Legendary Scottish lowland distillery Rosebank will be revived and reopened by Ian Macleod Distillers in a remarkable week for Scotch whisky.
In what surely has been the most surprising week of news this year, the Rosebank announcement comes merely 24 afters after Diageo announced the resurgence of fellow silent distilleries Port Ellen and Brora.
The 1840-founded distillery closed in 1993 and Ian Macleod Distillers, owners of the Tamdhu and Glengoyne distilleries along with a number of blended labels, have acquired the site from Scottish Canals.

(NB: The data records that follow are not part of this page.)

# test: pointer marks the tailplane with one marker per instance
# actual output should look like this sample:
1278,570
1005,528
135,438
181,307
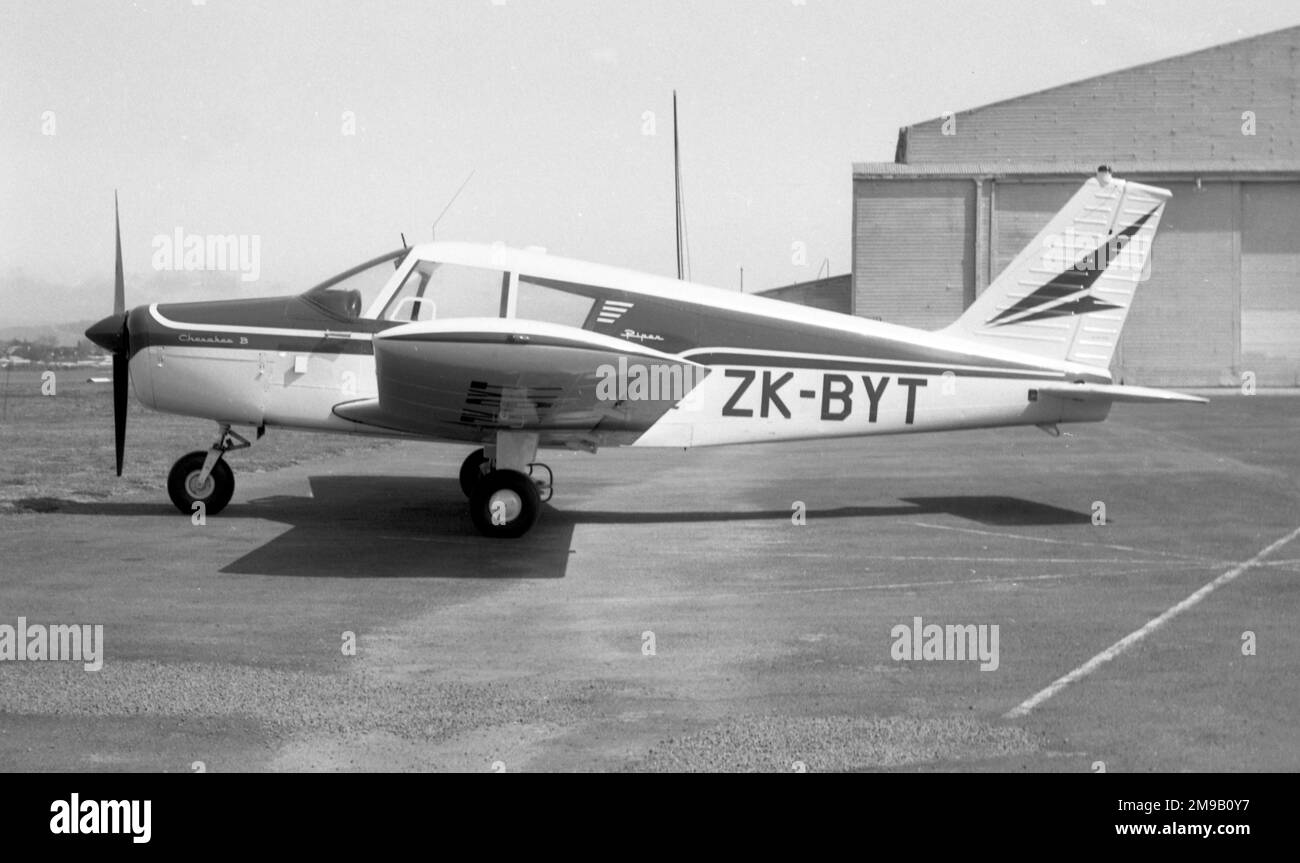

A press release also confirmed that they have acquired the trademark of the distillery, which previously had belonged to Diageo. Indeed, the dwindling Rosebank stocks have been a highly sought after part of the drinks giant’s annual Special Releases.
It is estimated that £12 million (AUD$20 million) will be pumped into the restoration, with Scotch Whisky reporting that 2019 will be the earliest possible launch.
Leonard Russell, Managing Director of Ian Macleod Distillers, said, “The distillery has a very special place in Scotland’s whisky heritage and we are committed to ensuring this is the case.
“We will produce Rosebank Lowland single malt in exactly the same way as it is known, using the famous triple distillation and worm tub condensers. This way we ensure the revival of its classic style and taste.”
It is estimated that it will produce between 500,000 and one million litres of alcohol per year.
They will also release a number of expressions from stocks acquired from Diageo.
“We would like to express our gratitude to Diageo for their support in transferring the trademark,” said Russell, “and to Scottish Canals for their assistance in our endeavours to revitalise the home of Rosebank.”
Like Port Ellen and Diageo, Rosebank has become a popular distillery in auctions.